LEOMAR DARONCHO
A história do nosso arranjo social também é contada por convenientes e constrangedoras omissões. Algumas, muito antigas! Por intermédio da Lei Áurea, em 13 de maio de 1888, fomos o último país da América a abolir, formalmente, a escravidão. A prática foi tolerada por 300 anos, com respaldo legal. Mas, segundo informa a Organização Internacional do Trabalho – OIT, ainda temos escravos.
Em diversas situações, persistem nichos de atividades econômicas com trabalho em condições catalogadas como análogas às de escravo.
A escravidão contemporânea, porém, atinge todas as cores, sendo praticada tanto no meio urbano quanto no rural. A marca comum é o trabalho forçado e/ou a prestação de trabalho em condições de indignidade. Não é raro encontrar o ser humano sendo controlado por meio de fraude ou ameaça. Há relatos de violência à integridade física, à liberdade e/ou à vida.
Nosso Código Penal considera crime a exploração do trabalho análogo ao de escravo (artigo 149). Em 2014 foi aprovada Emenda Constitucional 81/2014, que prevê a expropriação de imóveis urbanos e rurais onde for constatada a exploração de trabalho escravo, sem qualquer indenização ao proprietário, e sem prejuízo das demais sanções legais.

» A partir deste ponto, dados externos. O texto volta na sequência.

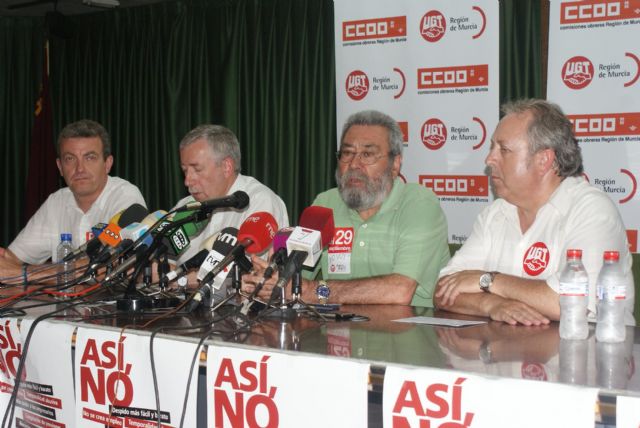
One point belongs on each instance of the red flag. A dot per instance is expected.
(42, 178)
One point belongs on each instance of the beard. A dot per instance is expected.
(372, 195)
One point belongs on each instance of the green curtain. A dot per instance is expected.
(264, 68)
(521, 37)
(21, 51)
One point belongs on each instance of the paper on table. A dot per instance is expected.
(440, 321)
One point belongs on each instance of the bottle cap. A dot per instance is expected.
(574, 254)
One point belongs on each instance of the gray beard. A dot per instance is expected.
(374, 193)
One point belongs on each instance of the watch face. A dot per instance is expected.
(485, 280)
(323, 291)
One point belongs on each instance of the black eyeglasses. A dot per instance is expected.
(366, 157)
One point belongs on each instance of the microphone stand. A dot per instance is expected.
(241, 265)
(288, 310)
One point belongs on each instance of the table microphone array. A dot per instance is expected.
(124, 250)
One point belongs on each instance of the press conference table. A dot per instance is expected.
(491, 348)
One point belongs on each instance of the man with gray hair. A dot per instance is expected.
(210, 160)
(92, 197)
(390, 239)
(509, 268)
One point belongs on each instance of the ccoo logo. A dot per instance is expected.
(432, 26)
(536, 259)
(357, 85)
(433, 134)
(577, 72)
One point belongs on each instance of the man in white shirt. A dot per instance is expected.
(92, 196)
(210, 160)
(508, 268)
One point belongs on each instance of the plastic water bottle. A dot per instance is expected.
(65, 269)
(573, 361)
(611, 292)
(574, 295)
(613, 362)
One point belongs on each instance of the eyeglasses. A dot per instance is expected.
(366, 157)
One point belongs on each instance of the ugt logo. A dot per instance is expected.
(433, 134)
(577, 72)
(536, 259)
(357, 85)
(432, 26)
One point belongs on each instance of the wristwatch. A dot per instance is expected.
(323, 292)
(486, 279)
(484, 353)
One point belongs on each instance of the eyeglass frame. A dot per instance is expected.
(355, 155)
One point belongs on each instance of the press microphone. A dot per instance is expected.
(222, 246)
(91, 246)
(306, 242)
(134, 213)
(238, 200)
(277, 259)
(254, 236)
(315, 231)
(140, 251)
(195, 261)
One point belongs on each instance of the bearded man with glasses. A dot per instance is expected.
(390, 239)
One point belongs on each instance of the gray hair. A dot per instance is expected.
(377, 118)
(222, 142)
(86, 128)
(549, 128)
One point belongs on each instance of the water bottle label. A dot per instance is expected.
(612, 292)
(574, 288)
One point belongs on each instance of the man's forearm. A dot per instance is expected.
(535, 293)
(385, 289)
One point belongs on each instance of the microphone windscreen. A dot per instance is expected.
(110, 235)
(260, 228)
(93, 247)
(280, 240)
(115, 218)
(134, 213)
(226, 240)
(320, 219)
(242, 199)
(191, 228)
(208, 243)
(152, 218)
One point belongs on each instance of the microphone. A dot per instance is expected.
(277, 259)
(110, 236)
(139, 256)
(91, 246)
(254, 236)
(223, 245)
(313, 234)
(306, 242)
(196, 260)
(134, 213)
(238, 200)
(176, 233)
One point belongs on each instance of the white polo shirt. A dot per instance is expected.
(577, 216)
(60, 214)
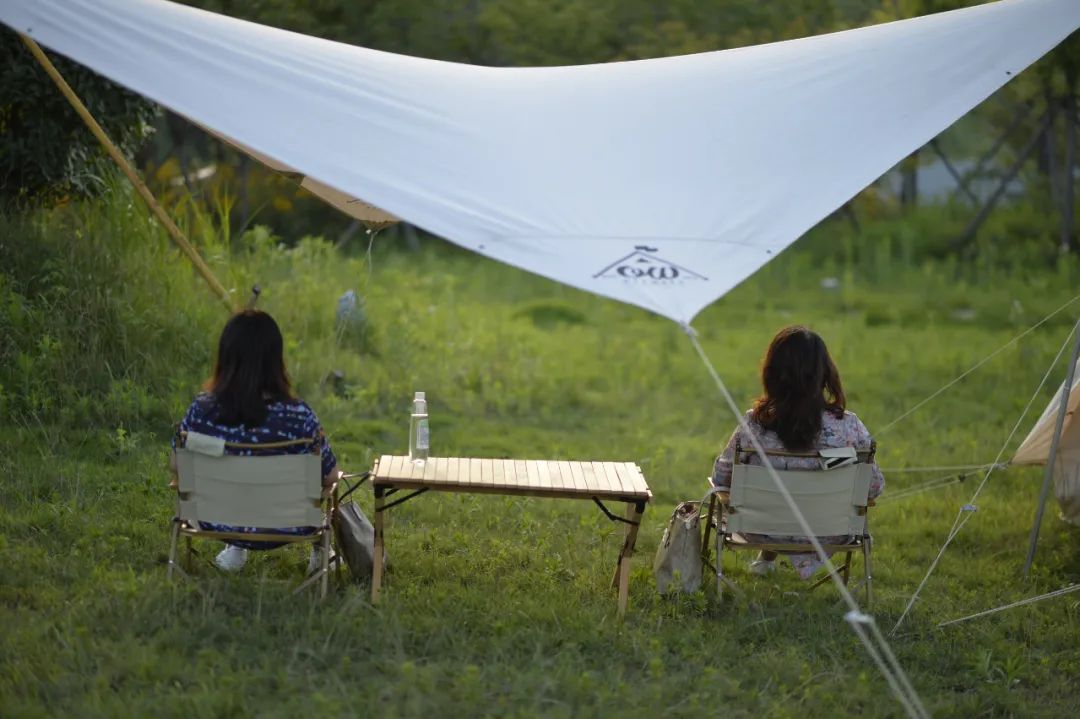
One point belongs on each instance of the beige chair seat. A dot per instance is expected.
(833, 502)
(266, 489)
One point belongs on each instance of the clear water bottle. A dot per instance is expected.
(419, 435)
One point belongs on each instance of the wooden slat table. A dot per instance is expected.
(599, 482)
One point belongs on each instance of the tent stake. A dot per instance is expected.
(118, 157)
(1052, 458)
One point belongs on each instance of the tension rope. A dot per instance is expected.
(967, 511)
(975, 366)
(1029, 600)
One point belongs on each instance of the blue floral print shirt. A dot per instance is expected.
(285, 420)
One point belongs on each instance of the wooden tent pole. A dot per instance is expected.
(1052, 458)
(136, 181)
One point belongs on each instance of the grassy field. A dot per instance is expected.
(500, 607)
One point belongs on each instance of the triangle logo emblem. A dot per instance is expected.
(646, 266)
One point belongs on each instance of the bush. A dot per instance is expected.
(45, 150)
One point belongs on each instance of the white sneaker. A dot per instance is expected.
(231, 558)
(316, 559)
(763, 567)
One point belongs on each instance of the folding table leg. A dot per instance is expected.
(867, 550)
(326, 563)
(377, 565)
(172, 550)
(634, 513)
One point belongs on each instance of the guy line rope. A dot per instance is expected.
(976, 366)
(968, 510)
(118, 157)
(1029, 600)
(863, 624)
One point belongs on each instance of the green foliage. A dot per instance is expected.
(45, 150)
(499, 607)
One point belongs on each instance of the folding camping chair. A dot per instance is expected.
(257, 490)
(834, 502)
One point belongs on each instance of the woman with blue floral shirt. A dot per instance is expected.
(802, 408)
(250, 399)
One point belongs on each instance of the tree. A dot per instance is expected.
(45, 150)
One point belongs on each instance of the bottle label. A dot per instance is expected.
(422, 435)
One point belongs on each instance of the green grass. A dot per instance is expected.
(495, 606)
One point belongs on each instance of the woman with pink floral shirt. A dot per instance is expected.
(802, 408)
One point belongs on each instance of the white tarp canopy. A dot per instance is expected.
(1036, 449)
(659, 182)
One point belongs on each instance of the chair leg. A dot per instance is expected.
(377, 563)
(172, 548)
(719, 565)
(326, 564)
(709, 528)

Mas o combate a essa prática é difícil.
Nesse contexto, Eratóstenes de Almeida, João Batista Soares Lage e Nelson José da Silva e Ailton Pereira de Oliveira são mártires da luta pela erradicação do trabalho escravo no Brasil. Os Auditores-Fiscais do Trabalho (três primeiros referidos) e o motorista do Ministério do Trabalho e Emprego - MTE foram assassinados durante uma investigação de trabalho escravo em Unaí – MG.
À bárbara chacina, o tempo acrescentou a sensação de impunidade. Embora a morosidade dos meandros do nosso arrastado Processo Judicial seja bastante conhecida, já se passaram 13 anos desse assombroso episódio. A sociedade continua aguardando a condenação e a punição dos mandantes do crime.
Em homenagem aos Auditores assassinados o dia 28 de janeiro passou a ser lembrado como o dia nacional de combate ao trabalho escravo.
Mas as dificuldades do enfrentamento dessa chaga que envergonha a nossa sociedade perante o mundo civilizado não param por aí.
A Inspeção do Trabalho apresenta déficit no quadro de Auditores. Há cerca de 1.100 cargos vagos. E o número cresce, pois não há reposição compatível nos cargos que vão vagando. A falta de fiscalização milita a favor do agravamento do problema.
As dificuldades operacionais e orçamentárias do Ministério do Trabalho também determinaram a redução no número de operações. Em 2013, foram realizadas 189.
Em 2016, despencou para 108. Com isso, o número de alvos de inspeções caiu para o mais baixo número desde 2002: apenas 182 estabelecimentos.
Noutro flanco, o Cadastro de Empregadores flagrados com mão de obra análoga à de escravo (Lista Suja) era um mecanismo reconhecido internacionalmente pela eficiência. Ainda assim, o governo federal, num período recente, vem resistindo em divulgar a atualização dos dados.
Em dezembro de 2016, a Justiça do Trabalho reconheceu a “injustificável omissão” do Ministério do Trabalho. Na decisão, o juiz destacou que isso “esvazia a política de Estado de combate ao trabalho análogo ao de escravo no Brasil”.
A liminar ainda não foi cumprida. O MPT, autor da ação judicial, e a sociedade brasileira, aguardam que mais essa amarra seja desfeita.
Diante desses grilhões, não é surpresa que o número de resgatados em 2016 (660 trabalhadores) tenha caído 34% em relação a 2015. Trata-se do menor número de resgates desde o ano 2000.